Characterizations and Properties

Property All entries on diagonal of Hermitian positive semidefinite matrix are positive.

Theorem (eigenvalue criterion) A Hermitian matrix is positive semidefinite iff all of is eigenvalues are nonnegative, it is positive definite iff all of its eigenvalues are positive.

Theorem (Sylvester’s criterion) Let $A \in M_n$ be Hermitian

  • If every principal minor of $A$ is nonnegative, then $A$ is positive semidefinite
  • If every leading principal minor of $A$ is positive, then $A$ is positive definite.

Decomposition (Cholesky decomposition) Cholesky decomposition is the decomposition of the following form where $L$ is a lower triangular matrix with real and positive diagonal entries

$$A = L L^*$$

Note that this is to find the square root

Reference

[1] Horn, Roger A., and Charles R. Johnson. Matrix analysis.
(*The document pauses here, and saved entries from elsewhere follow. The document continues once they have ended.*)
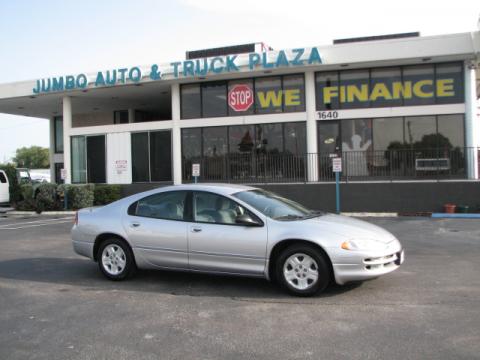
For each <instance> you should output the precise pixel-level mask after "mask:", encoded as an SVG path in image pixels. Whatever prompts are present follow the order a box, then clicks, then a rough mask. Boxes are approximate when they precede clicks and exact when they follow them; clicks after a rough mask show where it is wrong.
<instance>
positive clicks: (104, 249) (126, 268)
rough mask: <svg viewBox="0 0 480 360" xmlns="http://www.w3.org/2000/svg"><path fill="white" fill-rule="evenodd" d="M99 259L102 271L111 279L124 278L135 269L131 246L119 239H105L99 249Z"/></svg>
mask: <svg viewBox="0 0 480 360" xmlns="http://www.w3.org/2000/svg"><path fill="white" fill-rule="evenodd" d="M97 259H98V265H99V267H100V270H101V272H102V273H103V275H105V276H106V277H107V278H108V279H110V280H123V279H125V278H126V277H128V276H129V275H131V274H132V273H133V271H134V269H135V263H134V261H133V255H132V252H131V250H130V248H129V247H128V245H126V244H125V243H124V242H123V241H121V240H119V239H115V238H112V239H108V240H105V241H104V242H103V243H102V244H101V245H100V248H99V249H98V254H97Z"/></svg>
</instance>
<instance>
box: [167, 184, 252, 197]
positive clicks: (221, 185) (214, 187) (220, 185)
mask: <svg viewBox="0 0 480 360" xmlns="http://www.w3.org/2000/svg"><path fill="white" fill-rule="evenodd" d="M160 189H161V190H162V191H172V190H193V191H195V190H196V191H211V192H215V193H218V194H222V195H231V194H234V193H237V192H240V191H247V190H255V189H256V188H254V187H252V186H246V185H237V184H222V183H198V184H181V185H171V186H165V187H162V188H160Z"/></svg>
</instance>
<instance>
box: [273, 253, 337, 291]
mask: <svg viewBox="0 0 480 360" xmlns="http://www.w3.org/2000/svg"><path fill="white" fill-rule="evenodd" d="M276 275H277V279H279V283H280V285H281V286H282V287H283V288H284V289H286V290H287V291H288V292H290V293H291V294H294V295H297V296H311V295H314V294H316V293H319V292H321V291H323V290H325V288H326V287H327V286H328V284H329V283H330V278H331V275H330V269H329V266H328V263H327V260H326V259H325V256H324V255H323V254H322V253H321V252H320V251H319V250H317V249H316V248H314V247H313V246H309V245H302V244H298V245H292V246H289V247H288V248H286V249H285V250H284V251H283V252H282V253H281V255H280V257H279V258H278V261H277V264H276Z"/></svg>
Cambridge university press, 2012.

[2] Golub, G. H. (1996). CF vanLoan, Matrix Computations. The Johns Hopkins.

[3] Petersen, K. B., and M. S. Pedersen. “The Matrix Cookbook, vol. 7.” Technical University of Denmark 15 (2008).

[4] Strang, Gilbert. Linear algebra and learning from data. Wellesley-Cambridge Press, 2019.